Meski hari pertama mudik gratis jalur laut masih sepi peminat, Kesi menghimbau agar penumpang batasi barang bawaan. Hal itu dimaksudkan supaya selama perjalanan penumpang merasa nyaman.
"Kita batasi barang bawaan, hanya bahan makanan dan sembako saja," imbuh Kesi.
Selain menyediakan kapal untuk mudik gratis, otoritas Pelabuhan Tanjung Wangi juga mengoperasikan kapal perintis reguler KM Sabuk Nusantara. Cukup dengan membayar tiket Rp 39 ribu, kapal perintis ini melayani sejumlah tujuan di wilayah kepulauan Madura. Semisal, Sapekan-Pagerungan Besar-Kangean-Sapudi-Kalianget-Masalembo-Keramaian–Masalembu-Surabaya PP.
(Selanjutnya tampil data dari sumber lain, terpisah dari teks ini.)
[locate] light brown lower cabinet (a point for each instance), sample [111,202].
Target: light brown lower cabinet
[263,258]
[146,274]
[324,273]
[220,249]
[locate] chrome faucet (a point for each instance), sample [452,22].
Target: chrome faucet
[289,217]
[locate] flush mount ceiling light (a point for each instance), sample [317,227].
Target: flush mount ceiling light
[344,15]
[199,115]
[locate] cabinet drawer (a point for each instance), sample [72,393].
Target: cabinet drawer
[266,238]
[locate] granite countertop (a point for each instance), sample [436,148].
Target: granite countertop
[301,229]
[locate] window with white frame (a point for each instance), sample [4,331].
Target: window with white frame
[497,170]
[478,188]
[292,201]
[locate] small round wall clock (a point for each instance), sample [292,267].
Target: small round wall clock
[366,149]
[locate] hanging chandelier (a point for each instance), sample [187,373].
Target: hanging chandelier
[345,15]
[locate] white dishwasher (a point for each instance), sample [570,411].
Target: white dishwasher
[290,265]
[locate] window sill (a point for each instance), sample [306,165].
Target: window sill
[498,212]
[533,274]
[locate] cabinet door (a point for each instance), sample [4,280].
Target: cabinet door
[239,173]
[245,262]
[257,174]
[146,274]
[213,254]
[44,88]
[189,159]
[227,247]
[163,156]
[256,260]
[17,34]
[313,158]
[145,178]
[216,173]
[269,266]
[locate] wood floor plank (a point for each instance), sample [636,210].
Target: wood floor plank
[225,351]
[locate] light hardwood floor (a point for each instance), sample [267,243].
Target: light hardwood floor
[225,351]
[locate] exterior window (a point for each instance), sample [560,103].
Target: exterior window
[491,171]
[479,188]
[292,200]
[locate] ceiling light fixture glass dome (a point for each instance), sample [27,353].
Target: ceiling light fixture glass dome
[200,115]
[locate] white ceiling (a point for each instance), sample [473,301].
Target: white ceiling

Meski terbilang sepi, Khoiri, salah satu peserta mudik gratis menuturkan jika perjalanannya kali ini terbilang cukup nyaman, karena tak perlu berdesakan dengan penumpang lain. Pria paruh baya yang hampir tiap tahun ikuti mudik gratis ini menambahkan program mudik gratis ini sangat membantu ia dan keluarganya setiap kali libur lebaran.
"Sangat terbantu dengan mudik gratis ini dan kalau sepi begini lebih enak longgar karena nggak perlu berdesakan," pungkasnya dengan logat kental Madura.